Once your crew can isolate the features of your premium products and connect them to the benefits for each customer, it's time to train those employees on the more advanced retail sales technique of compare and contrast.

Don’t do it before they can reliably describe the features with benefits, or they will get frustrated, and so will you.

Then become a story collector.

To get started, have your salespeople, as they are ringing up each of their customers making a full-price purchase, ask, "Why did you choose this premium item?" (Don't ask about the brand like, "Why did you choose Jimmy Choos or Rolex? Ask about the specific premium item).

Your questions are about the benefits these customers find in the expensive merchandise that makes them willing to spend more money.

You will probably hear them talk about a feature they see as a solution to save them time, trouble, or lost birds in the case of the hunter. Or you could hear about impressing their friends, family, or stubborn in-law.

The more your employees ask for and hear these stories, the more they'll understand the benefits most important to their customers. That gives them the foundation to compare and contrast with future customers. Your crew's learning comes from your customer satisfaction with the products they purchase.

Next, they have to understand that comparing two items begins with similarities.
Here's how to get your salespeople to compare and contrast:

Select one premium item in their department and something wildly cheaper.

For example, if you sell jewelry, choose a wedding band and a paper ring.

If you are a pool store, choose your best above-ground pool and a hole in the lawn.

Choose your premium window covering and a foil roll if you are a window fashion store.

Got the idea?

What you want them to be able to see first is how both items are the same.

This retail selling exercise helps them imagine and play, which is the best learning method. You're building their insight between commonly used words and merchandise they may not sell often.

Have fun with it.

So for the wedding band and paper ring, a salesperson should be able to say how both could be given as symbols of affection, how both are handmade and how both can be sized to an individual.

For the best above-ground pool and a big, deep hole in the lawn, they should be able to say how both hold water, make you cooler when you jump in, and take up the same amount of space.

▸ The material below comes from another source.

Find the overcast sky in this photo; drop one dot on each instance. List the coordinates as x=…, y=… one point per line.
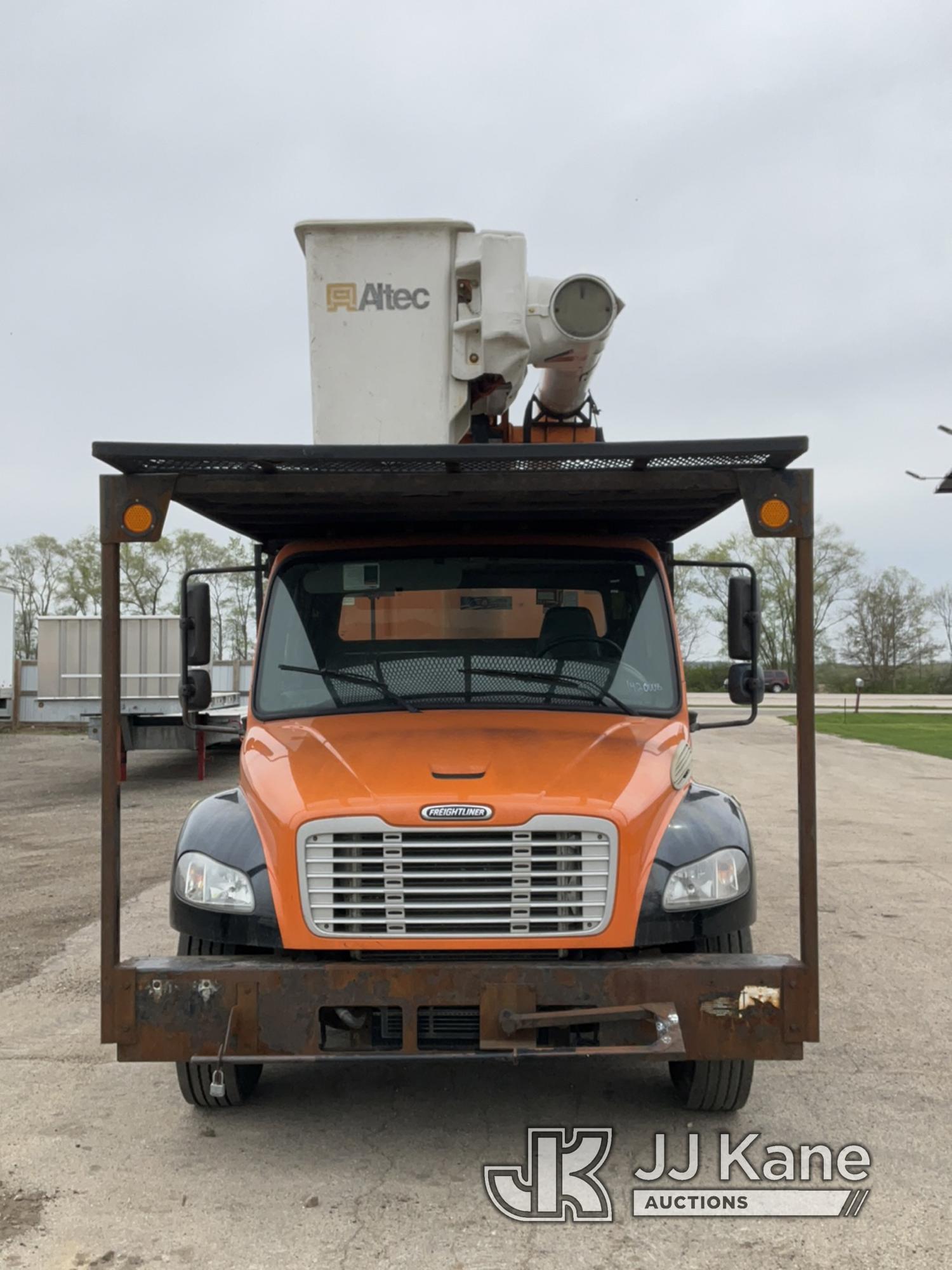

They should be able to say how both can keep out the sun for the premium window covering and a roll of foil. Both roll up, and both are easily installed.

Once they can do that, you'll want them to contrast the two items.

So for the wedding band and paper ring, they should be able to give the reasons they are different - how you can't wash your hands while wearing a paper ring as it will dissolve, the band of gold will last longer, the less expensive the material may mean the more temporary the relationship.

You get the idea.

Once they can do this easily with most any branded merchandise you give them, choose two of your own products or one of yours and one from one of your competitor retailers. Suggest that they go online or in an app to research the differences.

Don't let them report back a set of features because that's all they'll find. They need to be comfortable adding the reasons a feature is important if you expect them to sell your more profitable merchandise.

Customers care about features to a point, but they care so much more about benefits - especially the benefits to them. What does that feature allow this customer to do, save, or avoid? That's all that really matters to them and is one of the most important skills you need to offer your staff.

That's what you can add to each sales experience in your retail store that an online search cannot - your wisdom for the customer to choose between two items easily. It only happens when retail selling techniques are trained.

See also, How To Upsell - Getting Retail Employees To Do It Even If They Hate It

In Sum

Until your salespeople can compare wildly different products in your retail stores, they probably won't be able to make subtle comparisons between two premium products. That means they'll default to "this one is cheaper" or "this is on sale."

And that's not compelling because there's always someone cheaper...always.